Continúa por un territorio colonizado, donde el idioma extranjero desmesura la nostalgia del ocasional mate y del cuero raído y yacente de las viejas ovejas que el petróleo desplazara.
Y se interna en el lóbrego derivar de las aguas que empiezan inundando la calle y continúan inundando todo: paisajes, casas, árboles, cabinas telefónicas, y hasta el distraído caminar de las gentes anegadas.
Luego viene Buenos Aires, el Congreso, el obelisco y la inundación que asume dimensiones patéticas que la canción (en la voz de Fito Páez) recuerda: “Ranas, renacuajos andan por debajo”; y luego: “Floto en la Argentina –entre niebla y ruina- floto con mis sueños…”.
Posteriormente por la América seca, que es a veces desierto, y otras veces barco y otras veces (acaso como en la secuencia mejor lograda del film) una mina en Brasil donde se conjugan la cosificación tenaz y las neurosis del colonizado. Y el camión recaudador de tributos de la deuda externa que siempre llega (con otros rasgos, pero siempre igual a sí mismo) desde la época de Hernán Cortés o de Pizarro viene, insaciable, robando las riquezas de las gentes de esta tierra para llevarlas a otra lado del mundo y de los sueños.
Y el viaje lleno de ansiedad y búsqueda continúa por Perú, por Brasil, por el agua, el barro, por la selva, por el asalto y el crimen, por templos usurpados sobre las ruinas de la intolerancia, por las caderas –apenas insinuadas- de una mujer asociada al misterio; por el mercado donde se comercial hombres agonales, por el mercado donde se comercian verduras, por la bicicleta robada, o por el grupo libertario de rostros morenos y pobres que camina desde el Uruguay para unirse a la epopeya libertaria; o, en definitiva por el sonoro bombo que desde fábricas despobladas y clamores obreros acallados golpea intermitentemente amenazando volver.
Martín nunca se encontrará con su padre, si del padre biológico y ausente se trata. Se encontrará siempre con él, en cambio, si el padre es, como se define claramente en las instancias finales del film, la meta de una búsqueda nerviosa por una Latinoamérica desgarrada que llama desde el fondo de su perplejidad y su pobreza.
Poco a poco desde la ventana de un ómnibus que lo reconduce a su tierra, frustración tras frustración, comenzará a comprender el sentido de un viaje que más allá de los lugares tiene como paisaje único y existencial el de la búsqueda de su propia dimensión liberadora.
Fernando Solanas ha construido minuciosa, prolijamente, un film extraordinario.
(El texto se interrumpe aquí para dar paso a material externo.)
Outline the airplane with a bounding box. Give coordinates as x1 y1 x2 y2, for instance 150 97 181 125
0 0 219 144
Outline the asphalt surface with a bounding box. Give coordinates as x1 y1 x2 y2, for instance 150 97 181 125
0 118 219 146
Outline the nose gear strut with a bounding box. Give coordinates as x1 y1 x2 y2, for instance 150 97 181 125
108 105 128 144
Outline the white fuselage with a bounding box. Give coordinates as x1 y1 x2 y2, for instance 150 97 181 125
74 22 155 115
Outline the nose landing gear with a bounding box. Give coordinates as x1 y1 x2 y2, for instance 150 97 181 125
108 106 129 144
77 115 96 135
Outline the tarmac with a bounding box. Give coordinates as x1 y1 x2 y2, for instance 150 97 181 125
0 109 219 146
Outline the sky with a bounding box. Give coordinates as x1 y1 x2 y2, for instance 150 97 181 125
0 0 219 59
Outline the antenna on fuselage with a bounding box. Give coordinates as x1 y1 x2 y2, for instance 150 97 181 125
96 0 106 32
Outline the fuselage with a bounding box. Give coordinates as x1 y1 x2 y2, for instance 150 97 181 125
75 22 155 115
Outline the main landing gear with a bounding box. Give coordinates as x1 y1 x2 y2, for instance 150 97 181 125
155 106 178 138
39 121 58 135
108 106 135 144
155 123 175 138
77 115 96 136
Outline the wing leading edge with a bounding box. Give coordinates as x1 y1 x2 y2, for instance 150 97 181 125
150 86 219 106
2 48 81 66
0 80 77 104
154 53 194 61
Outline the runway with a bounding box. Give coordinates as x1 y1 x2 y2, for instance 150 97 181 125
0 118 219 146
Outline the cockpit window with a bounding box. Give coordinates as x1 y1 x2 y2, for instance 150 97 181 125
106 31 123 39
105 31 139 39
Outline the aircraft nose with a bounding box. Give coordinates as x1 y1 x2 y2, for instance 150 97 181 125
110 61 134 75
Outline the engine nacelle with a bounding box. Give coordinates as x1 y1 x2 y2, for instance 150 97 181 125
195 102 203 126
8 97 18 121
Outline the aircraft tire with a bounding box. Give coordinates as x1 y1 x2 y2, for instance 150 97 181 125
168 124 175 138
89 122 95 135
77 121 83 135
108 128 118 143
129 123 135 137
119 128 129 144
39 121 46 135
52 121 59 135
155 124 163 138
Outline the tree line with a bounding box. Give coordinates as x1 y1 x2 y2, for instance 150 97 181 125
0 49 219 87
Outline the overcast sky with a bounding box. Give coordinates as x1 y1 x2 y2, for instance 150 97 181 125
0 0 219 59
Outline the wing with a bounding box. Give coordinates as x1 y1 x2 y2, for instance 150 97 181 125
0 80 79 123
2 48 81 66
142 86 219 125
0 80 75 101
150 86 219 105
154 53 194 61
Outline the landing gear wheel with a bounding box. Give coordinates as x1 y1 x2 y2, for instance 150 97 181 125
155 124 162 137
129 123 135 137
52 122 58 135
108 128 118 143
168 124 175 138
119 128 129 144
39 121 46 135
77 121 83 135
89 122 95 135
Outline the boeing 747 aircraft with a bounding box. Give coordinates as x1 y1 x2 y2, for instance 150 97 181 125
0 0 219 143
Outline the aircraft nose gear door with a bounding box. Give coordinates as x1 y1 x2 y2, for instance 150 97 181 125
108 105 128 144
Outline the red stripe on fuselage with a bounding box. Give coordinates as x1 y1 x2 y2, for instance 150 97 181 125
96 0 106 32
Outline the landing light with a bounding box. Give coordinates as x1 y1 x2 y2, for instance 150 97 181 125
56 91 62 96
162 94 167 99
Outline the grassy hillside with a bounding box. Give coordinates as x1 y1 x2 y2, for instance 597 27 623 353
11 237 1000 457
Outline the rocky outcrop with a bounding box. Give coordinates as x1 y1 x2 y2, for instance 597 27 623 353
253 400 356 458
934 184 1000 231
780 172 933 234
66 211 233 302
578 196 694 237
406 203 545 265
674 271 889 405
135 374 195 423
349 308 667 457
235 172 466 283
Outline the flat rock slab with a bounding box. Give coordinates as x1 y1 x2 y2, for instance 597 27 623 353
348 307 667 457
Nada falta en él y nada sobra. Cada secuencia es una sorpresa: cada diálogo, cada imagen, cada luz y cada sombra, un infinito hallazgo.
Desde una facticidad que lo ciñe pero que en ningún momento desvanece su sentido universal; desde Latinoamérica: pero reflexionando sin fronteras de espacio ni de tiempo sobre el dolor y la búsqueda, este desgarrador testimonio –que ni aún en las secuencias más urticantes cae en lo lineal-se revela como la obra de un creador, de un poeta en el sentido prístino del término.